Hey guys, my other half is a PT here in the UK and is finding it hard to get a job in Dubai. I am moving over end of August ( i have already secured a job) and she is going to join me in September. Do you think it will be easier for her to get a job as a PT once she is in the Dubai? Cheers guys 
Ben G


----------



## dizzyizzy (Mar 30, 2008)

She'll have better chances of finding a job once she's here. However good PT jobs are hard to come by, the biggest and obvious employer (won't say name ) is crap, hours are long and pay is low. A lot of PT's don't enjoy much job stability. Hope the situation is different for your other half


----------



## benguo (Jul 22, 2011)

thank you for the reply, she has been in touch with one guy that has his own fitness company, he doesn't have any work at the moment for her but he might know someone who can help her. She had an initial phone interview for a big hotel group but the hotel is based 2 hours drive outside Dubai so I'm not sure how that would work out.

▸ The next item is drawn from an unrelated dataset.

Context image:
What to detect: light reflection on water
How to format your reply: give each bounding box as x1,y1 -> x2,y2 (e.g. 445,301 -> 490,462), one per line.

Will just have to wait and see.


----------



## wildchild77 (Aug 26, 2011)

benguo said:


> Hey guys, my other half is a PT here in the UK and is finding it hard to get a job in Dubai. I am moving over end of August ( i have already secured a job) and she is going to join me in September. Do you think it will be easier for her to get a job as a PT once she is in the Dubai? Cheers guys
> Ben G


Hi!
just wanted to know how your other half got on with the job search as i'm pretty much in the same boat-finding it very difficult as it seems most companies only want to hire inexperienced people or non-english speaker (maybe they will want less money). Let me know how things are and keep in touch as i've been a trainer for 5yrs now and would be good to know how other experienced trainers gain work out here.
thanks


----------